On its website, the State Department proclaims that “it leads the U.S. global engagement to combat human trafficking.” Yet here in America, the holes in domestic law and international diplomacy have long lined up. And at least for a time, Sri Yatun fell through.

Sri prays in her room during Ramadan.

I first met Sri in September 2018 at a cafe. (Sri has officially changed her name to an Anglicized one that she asked me not to use, but many people still know her as Sri.) She was a small, glamorous slip of a person — 32 years old, not even 5 feet, in leggings and a spangly top, oversize sunglasses perched atop her head, hair straightened in a sleek curtain and her expertly applied eye shadow the shifting colors of a sunset. She didn’t always dress this way, however. For years, she’d worn nothing but baggy men’s clothes. “I didn’t want people to see me,” she says.

We spoke for hours, Sri in fluent English inflected with the richly rolled r’s of her native Javanese. We have kept talking for over three years now, and I’ve learned a number of things. She has a dark, droll sense of humor, which she deploys in describing the worst of situations — learning how to defend herself by watching “Kill Bill,” for example. She carries a stun gun thicker than her forearm, she’s an astonishingly talented chef who also loves McDonald’s Creamy Ranch Sauce, and she has the anticipatory eye and swift stealth of someone who has spent a lifetime answering needs before they can be named. To spend time with Sri means that your table will be expertly bused, takeout cartons packed, even used tea bags tidied.

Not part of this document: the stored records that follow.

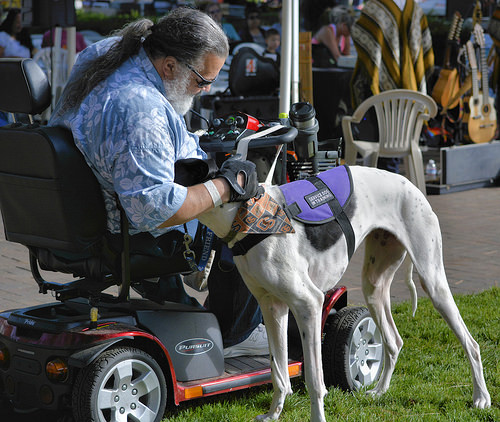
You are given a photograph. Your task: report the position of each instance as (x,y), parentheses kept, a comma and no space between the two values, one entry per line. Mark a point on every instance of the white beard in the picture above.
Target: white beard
(176,93)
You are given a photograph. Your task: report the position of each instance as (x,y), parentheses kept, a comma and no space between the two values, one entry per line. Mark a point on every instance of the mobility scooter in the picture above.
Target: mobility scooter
(95,352)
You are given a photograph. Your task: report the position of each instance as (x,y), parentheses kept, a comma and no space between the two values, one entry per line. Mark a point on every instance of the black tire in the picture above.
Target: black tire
(353,353)
(113,384)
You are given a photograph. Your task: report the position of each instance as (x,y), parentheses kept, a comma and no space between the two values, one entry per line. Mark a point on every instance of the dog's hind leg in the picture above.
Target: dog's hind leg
(383,256)
(275,313)
(435,284)
(425,247)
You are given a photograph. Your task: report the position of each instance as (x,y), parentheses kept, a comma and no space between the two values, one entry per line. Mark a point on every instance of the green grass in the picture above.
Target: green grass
(432,380)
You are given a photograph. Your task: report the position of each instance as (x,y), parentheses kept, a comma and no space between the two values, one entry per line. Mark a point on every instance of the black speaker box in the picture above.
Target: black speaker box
(50,13)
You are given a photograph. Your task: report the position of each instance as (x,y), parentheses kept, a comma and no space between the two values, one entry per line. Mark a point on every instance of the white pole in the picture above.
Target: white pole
(295,51)
(71,47)
(286,56)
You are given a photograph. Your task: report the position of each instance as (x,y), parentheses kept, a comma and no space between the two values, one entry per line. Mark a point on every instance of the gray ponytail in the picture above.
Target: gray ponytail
(186,34)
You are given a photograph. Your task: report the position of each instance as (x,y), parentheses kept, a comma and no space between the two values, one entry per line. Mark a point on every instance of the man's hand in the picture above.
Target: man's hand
(230,170)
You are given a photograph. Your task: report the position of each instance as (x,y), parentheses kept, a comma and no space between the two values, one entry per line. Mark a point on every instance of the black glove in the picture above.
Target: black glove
(230,170)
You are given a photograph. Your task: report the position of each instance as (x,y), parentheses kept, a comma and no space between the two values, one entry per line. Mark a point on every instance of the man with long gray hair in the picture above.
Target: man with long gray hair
(124,103)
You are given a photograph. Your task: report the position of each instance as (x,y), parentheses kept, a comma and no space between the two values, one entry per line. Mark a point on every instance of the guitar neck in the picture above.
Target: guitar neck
(484,76)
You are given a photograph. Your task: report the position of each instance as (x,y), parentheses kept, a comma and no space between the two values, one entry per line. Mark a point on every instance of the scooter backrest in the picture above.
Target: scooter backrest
(25,88)
(49,196)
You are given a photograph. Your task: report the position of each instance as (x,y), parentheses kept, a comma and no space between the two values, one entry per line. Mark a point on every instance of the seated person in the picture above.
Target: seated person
(15,41)
(48,40)
(253,32)
(333,38)
(124,103)
(273,40)
(214,10)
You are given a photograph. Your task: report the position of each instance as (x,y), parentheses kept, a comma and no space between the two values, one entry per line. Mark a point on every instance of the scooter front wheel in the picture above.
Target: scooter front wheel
(122,384)
(353,352)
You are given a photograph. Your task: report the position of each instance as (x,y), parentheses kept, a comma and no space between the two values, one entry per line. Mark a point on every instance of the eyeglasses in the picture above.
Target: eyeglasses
(204,82)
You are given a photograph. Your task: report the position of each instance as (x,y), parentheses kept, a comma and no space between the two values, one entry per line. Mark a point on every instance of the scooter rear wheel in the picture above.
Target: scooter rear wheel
(353,353)
(122,384)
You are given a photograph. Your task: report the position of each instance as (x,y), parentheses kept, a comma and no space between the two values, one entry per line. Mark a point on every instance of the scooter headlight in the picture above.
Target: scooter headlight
(57,370)
(4,356)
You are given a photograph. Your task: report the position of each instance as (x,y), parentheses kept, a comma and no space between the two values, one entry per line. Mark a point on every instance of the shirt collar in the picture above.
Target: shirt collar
(150,71)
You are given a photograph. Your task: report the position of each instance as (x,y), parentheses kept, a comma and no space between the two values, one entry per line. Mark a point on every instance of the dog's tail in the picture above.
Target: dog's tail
(410,284)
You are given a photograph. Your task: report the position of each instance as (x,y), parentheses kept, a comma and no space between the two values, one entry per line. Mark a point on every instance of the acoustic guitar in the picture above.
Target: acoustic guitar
(448,83)
(482,120)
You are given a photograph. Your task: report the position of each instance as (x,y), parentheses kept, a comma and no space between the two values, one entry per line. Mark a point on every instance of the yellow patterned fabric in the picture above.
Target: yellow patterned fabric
(394,49)
(261,215)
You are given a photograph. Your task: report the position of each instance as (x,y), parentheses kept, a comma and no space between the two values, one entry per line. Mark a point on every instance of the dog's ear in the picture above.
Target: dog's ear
(192,171)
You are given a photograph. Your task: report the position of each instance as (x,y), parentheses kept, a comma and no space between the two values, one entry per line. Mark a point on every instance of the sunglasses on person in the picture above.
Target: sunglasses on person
(204,82)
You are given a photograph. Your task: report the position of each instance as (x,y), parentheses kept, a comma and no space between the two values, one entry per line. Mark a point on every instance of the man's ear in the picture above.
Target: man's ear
(169,67)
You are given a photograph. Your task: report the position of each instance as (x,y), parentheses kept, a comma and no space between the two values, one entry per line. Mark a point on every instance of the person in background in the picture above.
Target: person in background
(404,60)
(15,41)
(214,10)
(333,38)
(48,40)
(253,32)
(125,103)
(273,40)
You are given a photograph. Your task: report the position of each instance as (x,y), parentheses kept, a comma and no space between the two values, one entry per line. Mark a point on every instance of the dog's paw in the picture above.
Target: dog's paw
(270,416)
(375,392)
(482,401)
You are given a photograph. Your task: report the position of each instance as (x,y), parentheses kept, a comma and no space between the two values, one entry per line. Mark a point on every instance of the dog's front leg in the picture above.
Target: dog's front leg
(275,314)
(307,311)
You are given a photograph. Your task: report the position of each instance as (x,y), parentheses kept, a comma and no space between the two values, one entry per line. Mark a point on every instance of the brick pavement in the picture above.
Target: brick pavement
(470,223)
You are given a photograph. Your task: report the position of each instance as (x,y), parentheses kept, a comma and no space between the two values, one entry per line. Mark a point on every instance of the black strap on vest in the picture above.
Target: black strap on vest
(339,215)
(244,245)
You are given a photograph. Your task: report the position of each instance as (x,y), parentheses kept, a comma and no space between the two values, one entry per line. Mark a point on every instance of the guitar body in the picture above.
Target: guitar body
(446,87)
(482,122)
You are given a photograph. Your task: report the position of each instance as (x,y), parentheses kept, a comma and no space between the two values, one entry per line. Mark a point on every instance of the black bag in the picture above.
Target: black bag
(251,74)
(192,171)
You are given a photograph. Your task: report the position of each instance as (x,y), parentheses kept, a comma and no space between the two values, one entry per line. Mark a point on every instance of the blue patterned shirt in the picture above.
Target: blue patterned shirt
(131,137)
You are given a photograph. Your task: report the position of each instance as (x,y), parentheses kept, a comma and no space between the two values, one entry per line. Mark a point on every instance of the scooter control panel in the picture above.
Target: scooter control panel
(224,132)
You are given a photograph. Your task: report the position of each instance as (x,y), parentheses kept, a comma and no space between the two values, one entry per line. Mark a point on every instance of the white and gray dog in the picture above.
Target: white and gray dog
(294,270)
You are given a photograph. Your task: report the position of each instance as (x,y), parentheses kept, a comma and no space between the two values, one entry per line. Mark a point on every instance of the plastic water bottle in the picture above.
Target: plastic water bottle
(431,170)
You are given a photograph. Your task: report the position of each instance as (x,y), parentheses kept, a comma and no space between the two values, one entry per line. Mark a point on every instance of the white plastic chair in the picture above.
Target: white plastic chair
(54,63)
(400,115)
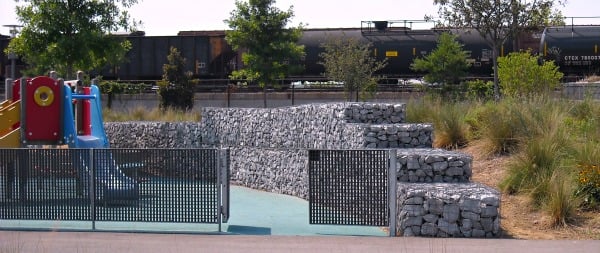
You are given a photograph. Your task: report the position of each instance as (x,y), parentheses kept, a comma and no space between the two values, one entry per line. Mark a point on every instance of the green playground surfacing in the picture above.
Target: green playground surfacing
(252,212)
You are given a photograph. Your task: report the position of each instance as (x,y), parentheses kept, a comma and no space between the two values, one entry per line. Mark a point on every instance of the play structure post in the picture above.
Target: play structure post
(79,106)
(8,88)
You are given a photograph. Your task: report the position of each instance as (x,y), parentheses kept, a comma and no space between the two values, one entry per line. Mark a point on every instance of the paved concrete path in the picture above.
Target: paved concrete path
(99,242)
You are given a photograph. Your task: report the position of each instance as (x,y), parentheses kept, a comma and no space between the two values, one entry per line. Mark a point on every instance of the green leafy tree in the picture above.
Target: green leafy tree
(352,63)
(521,75)
(447,64)
(259,28)
(69,35)
(495,20)
(176,89)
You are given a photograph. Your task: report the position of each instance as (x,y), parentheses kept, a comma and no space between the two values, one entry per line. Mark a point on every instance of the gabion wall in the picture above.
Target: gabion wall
(433,165)
(448,210)
(269,152)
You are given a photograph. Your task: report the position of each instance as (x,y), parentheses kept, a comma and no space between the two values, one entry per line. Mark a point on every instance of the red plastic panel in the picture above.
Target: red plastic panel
(17,89)
(42,111)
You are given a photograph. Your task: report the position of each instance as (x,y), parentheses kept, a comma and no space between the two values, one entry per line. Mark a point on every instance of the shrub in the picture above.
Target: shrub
(561,205)
(480,89)
(450,126)
(521,75)
(156,114)
(588,179)
(176,88)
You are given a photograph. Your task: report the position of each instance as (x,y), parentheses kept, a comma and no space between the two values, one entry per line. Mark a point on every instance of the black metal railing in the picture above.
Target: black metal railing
(142,185)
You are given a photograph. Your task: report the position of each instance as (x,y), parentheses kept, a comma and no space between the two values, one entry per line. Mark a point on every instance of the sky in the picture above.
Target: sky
(162,17)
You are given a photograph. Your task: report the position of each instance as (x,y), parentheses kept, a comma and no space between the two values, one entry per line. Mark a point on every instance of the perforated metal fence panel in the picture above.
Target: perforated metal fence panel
(143,185)
(348,187)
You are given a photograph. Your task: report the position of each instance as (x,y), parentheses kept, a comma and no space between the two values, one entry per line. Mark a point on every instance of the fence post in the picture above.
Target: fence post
(392,181)
(224,183)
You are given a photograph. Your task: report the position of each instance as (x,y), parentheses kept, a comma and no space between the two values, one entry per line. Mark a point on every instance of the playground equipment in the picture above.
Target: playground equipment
(50,111)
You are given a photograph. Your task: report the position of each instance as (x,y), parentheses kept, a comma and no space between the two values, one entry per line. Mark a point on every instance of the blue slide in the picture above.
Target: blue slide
(111,183)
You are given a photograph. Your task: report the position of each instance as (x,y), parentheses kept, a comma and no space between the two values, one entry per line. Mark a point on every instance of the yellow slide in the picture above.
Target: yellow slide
(10,114)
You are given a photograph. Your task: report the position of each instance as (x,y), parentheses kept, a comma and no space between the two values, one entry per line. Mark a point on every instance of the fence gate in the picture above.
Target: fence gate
(134,185)
(348,187)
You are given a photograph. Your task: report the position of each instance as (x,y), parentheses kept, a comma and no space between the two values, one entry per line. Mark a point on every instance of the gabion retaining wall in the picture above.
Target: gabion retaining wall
(314,126)
(273,170)
(448,210)
(399,136)
(433,165)
(268,152)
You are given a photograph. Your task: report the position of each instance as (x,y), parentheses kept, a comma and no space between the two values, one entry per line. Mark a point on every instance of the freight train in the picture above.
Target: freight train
(209,57)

Not everything could be so neatly put away, though. Her story, for one. Although she’d managed to hold on to her belief in God, her experiences had complicated her relationship with him (“What’s he doing up there, just sleeping?”), and deep into our first conversation, she hastily pulled down her sunglasses over her eyes but kept talking, tears slipping from under the frames. I’ve since corroborated her story in interviews with social-service providers and friends, as well as declarations submitted under penalty of perjury as part of Sri’s application for a T visa, a special document granted to victims of human trafficking.

Born in a village in central Java, Indonesia, she was the sixth of nine children. Her hair was big — unruly and thick — but she was so tiny that her family called her “Tonel,” or “small.” Her parents grew corn, bananas, coffee, tobacco and spices on their farm. She doesn’t remember a time without work, starting from when she’d roll tobacco leaves and pick cloves and cinnamon from the age of 4 or 5. The smell of spices reminds her of her parents to this day.

When she wasn’t working, she was reading — when she took the cow out during the day, by lantern at night. She loved school so much that she had a side business doing homework for other children. “I didn’t know that was wrong then,” she says. She got paid in money and in socks. (“What!” she told me. “They were nice socks!”)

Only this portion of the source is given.